Urban Ahlin, Ambassador of Sweden to the United States, next addressed the audience and offered reflections on Raoul Wallenberg, the U-M alumnus and Swedish diplomat whose memory the Medal and Lecture honor. He spoke, in particular, to current U-M students, reminding them that Wallenberg was once very much like them. “Wallenberg is not just a figure from the past. He is a role model of how to live with purpose in times of darkness. We need more people who embody Wallenberg’s spirit. And those people are sitting right here.
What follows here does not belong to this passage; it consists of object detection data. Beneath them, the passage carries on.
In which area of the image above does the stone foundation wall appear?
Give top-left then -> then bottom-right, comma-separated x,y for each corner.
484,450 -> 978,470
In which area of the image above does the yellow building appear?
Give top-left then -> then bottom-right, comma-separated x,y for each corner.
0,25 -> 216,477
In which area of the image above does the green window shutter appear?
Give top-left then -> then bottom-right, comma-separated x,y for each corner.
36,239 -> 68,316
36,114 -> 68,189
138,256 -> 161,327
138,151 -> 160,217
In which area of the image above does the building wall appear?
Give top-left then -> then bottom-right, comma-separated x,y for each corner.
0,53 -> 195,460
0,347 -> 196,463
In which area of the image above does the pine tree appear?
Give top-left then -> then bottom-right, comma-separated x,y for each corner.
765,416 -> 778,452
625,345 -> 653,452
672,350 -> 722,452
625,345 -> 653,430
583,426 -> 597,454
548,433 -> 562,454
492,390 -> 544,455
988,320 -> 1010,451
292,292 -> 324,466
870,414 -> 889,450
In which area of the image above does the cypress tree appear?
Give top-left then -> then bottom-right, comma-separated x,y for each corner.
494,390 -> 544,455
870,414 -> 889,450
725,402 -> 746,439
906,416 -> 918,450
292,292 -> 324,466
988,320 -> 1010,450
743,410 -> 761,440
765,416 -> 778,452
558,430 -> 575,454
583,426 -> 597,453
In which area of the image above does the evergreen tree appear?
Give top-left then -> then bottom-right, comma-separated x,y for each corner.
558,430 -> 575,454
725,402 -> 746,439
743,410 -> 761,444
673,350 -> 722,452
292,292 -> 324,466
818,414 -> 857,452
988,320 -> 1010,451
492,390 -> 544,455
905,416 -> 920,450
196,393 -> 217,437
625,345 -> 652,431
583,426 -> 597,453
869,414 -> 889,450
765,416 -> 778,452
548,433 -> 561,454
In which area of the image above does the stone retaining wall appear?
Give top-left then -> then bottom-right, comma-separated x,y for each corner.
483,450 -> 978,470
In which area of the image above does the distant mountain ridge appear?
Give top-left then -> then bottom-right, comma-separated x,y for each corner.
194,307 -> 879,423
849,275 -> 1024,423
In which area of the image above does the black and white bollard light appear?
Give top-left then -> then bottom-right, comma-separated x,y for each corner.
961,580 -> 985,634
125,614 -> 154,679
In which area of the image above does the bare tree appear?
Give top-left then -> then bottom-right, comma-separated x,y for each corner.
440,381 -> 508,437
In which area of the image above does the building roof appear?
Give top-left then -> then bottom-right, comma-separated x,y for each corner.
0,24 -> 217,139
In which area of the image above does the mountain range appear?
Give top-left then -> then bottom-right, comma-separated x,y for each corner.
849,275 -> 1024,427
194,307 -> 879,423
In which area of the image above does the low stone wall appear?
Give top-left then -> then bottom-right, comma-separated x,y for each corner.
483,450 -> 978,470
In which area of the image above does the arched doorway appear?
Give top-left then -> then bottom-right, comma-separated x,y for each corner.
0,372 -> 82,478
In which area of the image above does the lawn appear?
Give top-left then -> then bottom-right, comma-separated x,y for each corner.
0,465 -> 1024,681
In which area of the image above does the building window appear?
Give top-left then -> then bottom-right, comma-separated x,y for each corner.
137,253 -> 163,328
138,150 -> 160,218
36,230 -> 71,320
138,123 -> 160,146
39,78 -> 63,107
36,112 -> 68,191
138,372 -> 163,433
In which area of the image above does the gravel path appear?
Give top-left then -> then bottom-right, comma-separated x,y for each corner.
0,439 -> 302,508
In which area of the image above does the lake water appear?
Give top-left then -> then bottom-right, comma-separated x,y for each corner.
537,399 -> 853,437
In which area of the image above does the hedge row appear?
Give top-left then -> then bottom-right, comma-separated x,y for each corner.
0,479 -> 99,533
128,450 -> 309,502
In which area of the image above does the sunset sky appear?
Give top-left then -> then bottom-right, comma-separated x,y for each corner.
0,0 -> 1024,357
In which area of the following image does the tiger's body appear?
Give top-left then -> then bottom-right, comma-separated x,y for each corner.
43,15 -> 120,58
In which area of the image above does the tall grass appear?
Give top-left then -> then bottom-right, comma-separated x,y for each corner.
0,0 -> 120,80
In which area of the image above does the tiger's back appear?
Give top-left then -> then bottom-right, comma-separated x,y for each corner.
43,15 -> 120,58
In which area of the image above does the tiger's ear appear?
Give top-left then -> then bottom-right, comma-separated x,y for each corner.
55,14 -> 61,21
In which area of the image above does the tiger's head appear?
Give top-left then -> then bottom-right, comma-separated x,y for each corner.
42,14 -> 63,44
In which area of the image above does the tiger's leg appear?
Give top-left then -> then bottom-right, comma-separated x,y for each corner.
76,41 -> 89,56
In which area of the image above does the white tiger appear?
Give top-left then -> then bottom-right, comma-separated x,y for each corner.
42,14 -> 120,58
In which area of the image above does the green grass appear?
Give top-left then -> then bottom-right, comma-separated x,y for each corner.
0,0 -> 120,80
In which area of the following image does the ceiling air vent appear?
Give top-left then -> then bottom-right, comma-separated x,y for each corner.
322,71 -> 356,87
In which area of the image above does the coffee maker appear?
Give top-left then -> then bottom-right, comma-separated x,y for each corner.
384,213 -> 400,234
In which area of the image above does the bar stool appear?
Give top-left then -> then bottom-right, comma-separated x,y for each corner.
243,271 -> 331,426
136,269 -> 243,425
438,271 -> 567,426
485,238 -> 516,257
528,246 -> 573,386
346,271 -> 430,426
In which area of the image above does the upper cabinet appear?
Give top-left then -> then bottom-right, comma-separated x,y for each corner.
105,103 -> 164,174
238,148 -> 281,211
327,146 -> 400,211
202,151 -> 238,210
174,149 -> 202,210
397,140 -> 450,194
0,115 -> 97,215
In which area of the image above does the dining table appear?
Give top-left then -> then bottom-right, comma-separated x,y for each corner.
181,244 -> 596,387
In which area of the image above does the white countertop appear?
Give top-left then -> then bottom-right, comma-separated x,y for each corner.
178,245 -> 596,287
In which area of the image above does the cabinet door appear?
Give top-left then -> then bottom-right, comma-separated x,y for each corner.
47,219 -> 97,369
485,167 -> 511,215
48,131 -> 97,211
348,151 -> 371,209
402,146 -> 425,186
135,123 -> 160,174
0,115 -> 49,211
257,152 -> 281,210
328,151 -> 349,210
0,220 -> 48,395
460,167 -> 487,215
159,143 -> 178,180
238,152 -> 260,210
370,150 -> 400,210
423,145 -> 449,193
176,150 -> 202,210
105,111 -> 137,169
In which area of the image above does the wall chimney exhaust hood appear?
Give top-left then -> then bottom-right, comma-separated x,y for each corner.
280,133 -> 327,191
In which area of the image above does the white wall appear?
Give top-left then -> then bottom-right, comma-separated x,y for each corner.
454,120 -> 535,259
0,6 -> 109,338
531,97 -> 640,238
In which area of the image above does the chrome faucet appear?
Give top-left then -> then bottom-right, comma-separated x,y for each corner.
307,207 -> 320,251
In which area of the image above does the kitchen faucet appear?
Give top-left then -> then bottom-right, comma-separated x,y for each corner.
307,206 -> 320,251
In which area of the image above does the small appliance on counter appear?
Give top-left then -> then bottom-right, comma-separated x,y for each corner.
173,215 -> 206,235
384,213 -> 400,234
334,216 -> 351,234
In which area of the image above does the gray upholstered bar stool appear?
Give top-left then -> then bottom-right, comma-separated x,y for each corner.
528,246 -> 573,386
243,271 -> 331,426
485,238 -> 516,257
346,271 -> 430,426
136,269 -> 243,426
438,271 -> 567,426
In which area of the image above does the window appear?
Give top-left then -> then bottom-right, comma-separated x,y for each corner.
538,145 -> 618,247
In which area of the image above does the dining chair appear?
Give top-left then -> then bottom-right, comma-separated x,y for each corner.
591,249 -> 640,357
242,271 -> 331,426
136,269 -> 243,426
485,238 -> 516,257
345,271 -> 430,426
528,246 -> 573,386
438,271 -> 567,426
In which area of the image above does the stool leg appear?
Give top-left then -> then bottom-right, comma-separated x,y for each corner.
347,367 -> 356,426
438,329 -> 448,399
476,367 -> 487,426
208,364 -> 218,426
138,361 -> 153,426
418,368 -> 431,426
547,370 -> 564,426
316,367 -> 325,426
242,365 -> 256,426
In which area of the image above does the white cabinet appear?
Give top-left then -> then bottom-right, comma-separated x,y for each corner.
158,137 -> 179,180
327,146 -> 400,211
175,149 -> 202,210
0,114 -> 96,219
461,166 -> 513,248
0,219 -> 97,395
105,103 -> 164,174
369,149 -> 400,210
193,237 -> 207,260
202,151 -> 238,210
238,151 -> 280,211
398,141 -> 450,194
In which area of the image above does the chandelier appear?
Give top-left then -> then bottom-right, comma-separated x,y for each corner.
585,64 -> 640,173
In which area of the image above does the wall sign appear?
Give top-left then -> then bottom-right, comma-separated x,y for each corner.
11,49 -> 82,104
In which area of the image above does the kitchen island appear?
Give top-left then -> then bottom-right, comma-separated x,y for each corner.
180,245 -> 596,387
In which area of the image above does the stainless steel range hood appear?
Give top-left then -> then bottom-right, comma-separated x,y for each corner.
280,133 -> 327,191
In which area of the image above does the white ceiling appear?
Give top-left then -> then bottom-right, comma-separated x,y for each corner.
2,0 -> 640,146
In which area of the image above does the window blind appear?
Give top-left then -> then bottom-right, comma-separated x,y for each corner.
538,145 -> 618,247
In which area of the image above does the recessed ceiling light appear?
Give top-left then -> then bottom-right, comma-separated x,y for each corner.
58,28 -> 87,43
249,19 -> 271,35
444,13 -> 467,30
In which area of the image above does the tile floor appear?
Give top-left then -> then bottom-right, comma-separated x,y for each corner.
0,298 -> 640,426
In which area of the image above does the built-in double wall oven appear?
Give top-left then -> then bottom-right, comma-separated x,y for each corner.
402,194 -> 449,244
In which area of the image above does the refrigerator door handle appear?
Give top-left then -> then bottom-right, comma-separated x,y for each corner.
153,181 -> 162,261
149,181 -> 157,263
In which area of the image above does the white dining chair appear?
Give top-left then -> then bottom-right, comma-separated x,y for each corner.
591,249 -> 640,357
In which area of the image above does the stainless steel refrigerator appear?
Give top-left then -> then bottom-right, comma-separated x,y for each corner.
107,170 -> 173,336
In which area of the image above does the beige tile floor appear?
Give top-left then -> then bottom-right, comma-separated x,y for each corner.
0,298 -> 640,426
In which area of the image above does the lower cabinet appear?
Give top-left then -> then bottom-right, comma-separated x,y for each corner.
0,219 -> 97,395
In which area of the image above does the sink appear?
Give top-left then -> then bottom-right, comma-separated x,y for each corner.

He once was in your shoes, unsure of where life would take him.” Ambassador Ahlin told students they must not wait for permission to do what is right. 

Laurie K. McCauley, Provost and Executive Vice President for Academic Affairs, presented the Wallenberg Medal to Bassey, remarking that “You have shown us the necessity of not only seeing, but doing, and acting for climate justice.”

In keeping with the Wallenberg Medal tradition, the lecture was followed by an audience Q&A, moderated by Steven R. Ratner, Director of the Donia Human Rights Center and Bruno Simma Collegiate Professor of Law. Questions from audience members drew together topics from across Bassey’s areas of work—poetry, activism, architecture, education, and intergenerational engagement—allowing Bassey to remind the audience to speak up in order to be true to their conscience, “If you don’t say what needs to be said, it may never be said.” 


While at U-M, Bassey also participated in Let the Earth Breathe. Photo Exhibition and Poetry Reading, sponsored and presented by the Wallenberg Medal and Lecture, the African Studies Center, and the Department of Afroamerican and African Studies.